This is the third guest interview episode of Algorithm Integrity Matters.
Finding Sex/Gender in FS Data
This is the third article in a series about finding protected attributes in data.
We need to manage 4 key discrimination categories in ensuring that our algorithms are fair. We explored Racial Discrimination in the previous article.
Another key category is Sex Discrimination. It contains eight distinct attributes: sex, gender identity, sexual orientation, intersex status, pregnancy, breastfeeding, marital status, and family or carer responsibilities.
As with Race, some of these attributes are easier to spot and manage than others. So, we ask the same question again: Can we really control for all eight attributes in terms of ensuring fair algorithms?
This article explores where each attribute might appear in our data and what we can do about it.
Gender Attributes in Data
Let's consider each of the 8 attributes we listed earlier, and identify where these might be found in structured and/or unstructured data.
We note that algorithms can discriminate without ever seeing these attributes directly. Things like employment history, spending patterns, product choices, and transaction timing can serve as proxies. So even if we don't collect gender data, we might still create gender bias.
1. Sex
Sex is assigned at birth. Gender, on the other hand, is either based on sex, or individually selected. Historically, sex and gender were interchangeable. This is evolving, but because it used to be treated the same, older data and older systems might still reflect them as the same.
Sex is typically captured in structured data through sex/gender fields, title fields (Mr/Ms), legal documents, and self-identification forms. Title fields are not always reliable; e.g., “Dr” doesn’t identify sex, but a model could infer one or the other sex based on its training data.
2. Gender Identity
Gender identity rarely appears in structured data. It might be captured in diversity surveys or customer service notes, but isn't typically collected systematically.
It could potentially be inferred from name changes, title changes, or communication preferences, but these inferences are highly unreliable and potentially discriminatory.
In general, gender identity is invisible in most datasets.
3. Sexual Orientation
Sexual orientation almost never appears directly in financial services data. It might be inferred from joint account holders, beneficiary relationships, or address sharing, but these inferences are problematic.
Two men sharing an address might be flatmates, brothers, or partners. Making assumptions about sexual orientation from such data creates discrimination risks.
This attribute is largely invisible in financial data.
4. Intersex Status
Intersex status is protected under Australian law but rarely visible in data. It might appear in medical insurance claims or specific identity documents, but most financial institutions wouldn't encounter this information.
When it does appear, it's typically in unstructured data like medical records or identity documents.
5. Pregnancy
Pregnancy can be inferred from various data sources. Health insurance claims, medical appointments, changes in spending patterns (baby products, medical visits), or parental leave requests all suggest pregnancy.
Third-party data from retailers and digital platforms can reveal pregnancy status through purchasing and browsing behaviour.
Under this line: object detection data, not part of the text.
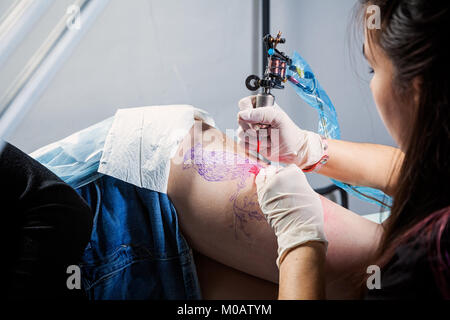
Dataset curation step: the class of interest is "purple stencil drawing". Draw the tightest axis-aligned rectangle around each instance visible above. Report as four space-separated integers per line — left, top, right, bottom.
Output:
183 143 264 236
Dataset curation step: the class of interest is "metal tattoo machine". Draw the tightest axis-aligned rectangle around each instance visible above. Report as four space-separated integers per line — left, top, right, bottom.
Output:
245 32 291 108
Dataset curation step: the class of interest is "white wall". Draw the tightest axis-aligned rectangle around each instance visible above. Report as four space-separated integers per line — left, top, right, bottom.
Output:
0 0 392 213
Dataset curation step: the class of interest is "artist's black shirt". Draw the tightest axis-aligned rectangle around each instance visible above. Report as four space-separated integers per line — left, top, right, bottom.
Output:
365 219 450 300
0 144 92 299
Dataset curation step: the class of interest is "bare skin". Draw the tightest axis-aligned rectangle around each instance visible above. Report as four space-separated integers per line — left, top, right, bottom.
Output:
168 121 381 299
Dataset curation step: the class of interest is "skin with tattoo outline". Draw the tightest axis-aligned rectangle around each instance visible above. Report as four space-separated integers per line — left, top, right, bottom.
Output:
183 143 264 237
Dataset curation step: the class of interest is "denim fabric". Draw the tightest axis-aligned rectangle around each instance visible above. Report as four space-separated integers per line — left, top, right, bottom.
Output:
77 176 201 299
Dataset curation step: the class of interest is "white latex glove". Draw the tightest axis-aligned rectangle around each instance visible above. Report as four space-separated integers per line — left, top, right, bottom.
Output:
237 96 325 169
255 165 328 267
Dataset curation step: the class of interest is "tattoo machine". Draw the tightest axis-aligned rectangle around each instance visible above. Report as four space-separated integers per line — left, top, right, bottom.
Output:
245 32 291 130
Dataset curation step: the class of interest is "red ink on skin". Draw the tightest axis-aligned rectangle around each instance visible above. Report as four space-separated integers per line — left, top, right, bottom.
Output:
248 165 261 176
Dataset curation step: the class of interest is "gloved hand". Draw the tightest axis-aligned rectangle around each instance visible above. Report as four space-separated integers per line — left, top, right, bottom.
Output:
238 96 325 169
255 165 328 267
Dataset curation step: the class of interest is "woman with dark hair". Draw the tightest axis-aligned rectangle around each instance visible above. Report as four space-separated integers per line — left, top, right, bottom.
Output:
238 0 450 299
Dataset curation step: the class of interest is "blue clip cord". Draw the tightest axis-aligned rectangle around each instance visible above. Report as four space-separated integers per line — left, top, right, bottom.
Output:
287 52 392 208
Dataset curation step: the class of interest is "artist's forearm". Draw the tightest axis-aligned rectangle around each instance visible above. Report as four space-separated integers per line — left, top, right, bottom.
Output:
319 139 403 195
278 242 326 300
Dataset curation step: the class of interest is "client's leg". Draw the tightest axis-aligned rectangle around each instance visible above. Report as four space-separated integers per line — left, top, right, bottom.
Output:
168 122 380 298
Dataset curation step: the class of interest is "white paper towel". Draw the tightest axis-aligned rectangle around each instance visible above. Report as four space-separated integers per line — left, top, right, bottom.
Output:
98 105 215 193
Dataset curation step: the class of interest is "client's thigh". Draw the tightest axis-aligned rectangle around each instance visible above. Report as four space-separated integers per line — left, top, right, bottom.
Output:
168 122 379 297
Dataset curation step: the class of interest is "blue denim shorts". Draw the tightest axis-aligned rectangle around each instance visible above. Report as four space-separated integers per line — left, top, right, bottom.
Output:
77 176 201 300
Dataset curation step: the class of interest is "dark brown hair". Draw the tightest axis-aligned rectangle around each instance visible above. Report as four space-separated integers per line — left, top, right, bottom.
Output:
359 0 450 296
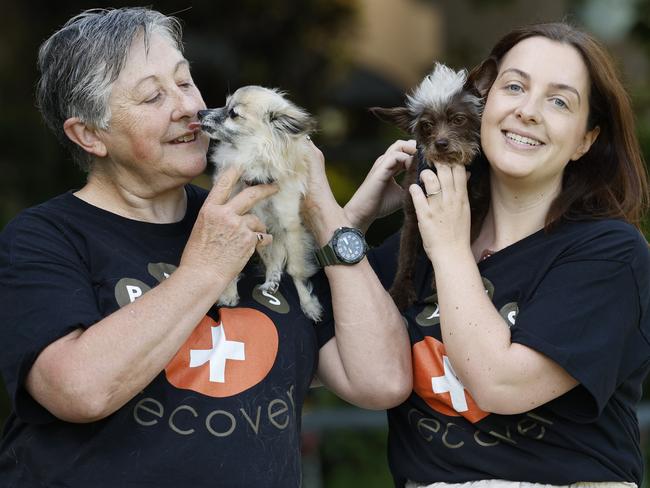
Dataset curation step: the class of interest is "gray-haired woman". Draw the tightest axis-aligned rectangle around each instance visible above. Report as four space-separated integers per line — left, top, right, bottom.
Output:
0 8 411 487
Pregnancy status can appear in both structured (insurance, leave records) and unstructured data (purchasing patterns).
6. Breastfeeding
Breastfeeding rarely appears directly in financial data but might be inferred from purchasing patterns, health insurance claims, or workplace accommodation requests.
Like pregnancy, this information might come through third-party data sources that track health and baby-related purchases.
7. Marital or Relationship Status
This commonly appears in structured data through account types (joint accounts), beneficiary nominations, emergency contacts, and address sharing. Application forms often collect this directly.
However, de facto relationships, same-sex partnerships, and relationship changes create complexity. Someone might be legally single but in a committed relationship, or recently separated but still sharing accounts.
Either way, this status can be directly identified or inferred.
8. Family or Carer Responsibilities
This might be derived from transaction patterns (school fees, childcare, aged care), flexible work arrangements, or parental leave records. Emergency contact lists and beneficiary nominations also suggest family relationships.
Third-party demographic data often includes household composition information that reveals potential caring responsibilities. Except for specific marketing tasks, carefully determined, we should generally avoid using such data in our loan approval, underwriting and claims algorithms.
What We Can Do
The answer to our question "Can we really control for all eight attributes in terms of ensuring fair algorithms?" is not that straightforward.
Unlike race, many gender-related attributes are either invisible in financial data or highly sensitive when they do appear. This creates different challenges around inference, assumption, and privacy.
In short, we can inspect our algorithmic systems, and:
- Avoid inferring sex from indirect data – a bit more challenging than it sounds, given the various data points that can create such inferences
- Question assumptions built into structured data like title fields
- Check third-party data for sex-related predictions
- Monitor for patterns that might inadvertently disadvantage either sex, for example test whether either direct or inferred data affects credit or insurance decisions.
Disclaimer: The information in this article does not constitute legal advice. It may not be relevant to your circumstances. It was written for specific algorithmic contexts within banks and insurance companies, may not apply to other contexts, and may not be relevant to other types of organisations.